Record amount of timber felled in Šumava National Park this year

Photo: Štěpánka Budková

More than 250,000 cubic metres of timber was felled in the Šumava National Park in the south-west of the country this year, which is an increase by nearly 100 percent compared to 2017. Most of the trees, nearly 80 percent of the overall production, were felled by storms that hit the national park in the summer and autumn of 2017. Only 48,000 cubic metres of timber came from trees infested with bark beetle, which is more or less the same amount as last year.

Photo: Štěpánka Budková
The situation on the market is currently affected by a surplus of timber and according to the National Park’s spokesman Jan Dvořák, the profit from the sale of timber will be significantly lower than in the previous years. According to Dvořák, one cubic metre of timber equals roughly one tree.
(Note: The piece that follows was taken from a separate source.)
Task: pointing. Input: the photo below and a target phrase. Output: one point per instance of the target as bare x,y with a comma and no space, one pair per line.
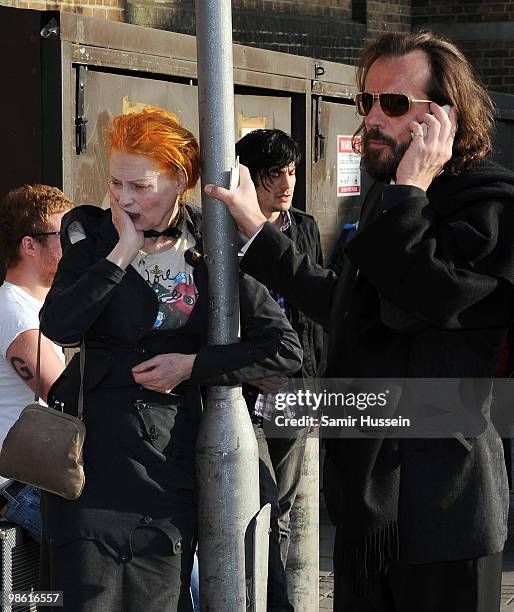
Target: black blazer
434,297
139,451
The average price of one cubic metres of timber currently stands at around 1,200 crowns this year, a drop by several hundred crowns on the previous years.

“Over the past month, the average price of a cubic metre of timber has dropped to 1,000 crowns. So it is still not clear what the overall profit will be,” Dvořák told the Czech News Agency.

A heavy storm that hit the Šumava National Park in the summer of 2017 felled nearly 150,000 cubic metres of timber, mostly around the Schwarzenberg shipping canal, closing down tourists trails in the area for several months to follow. An additional tens of thousands of cubic meters of timber were felled in October by hurricane Herwart.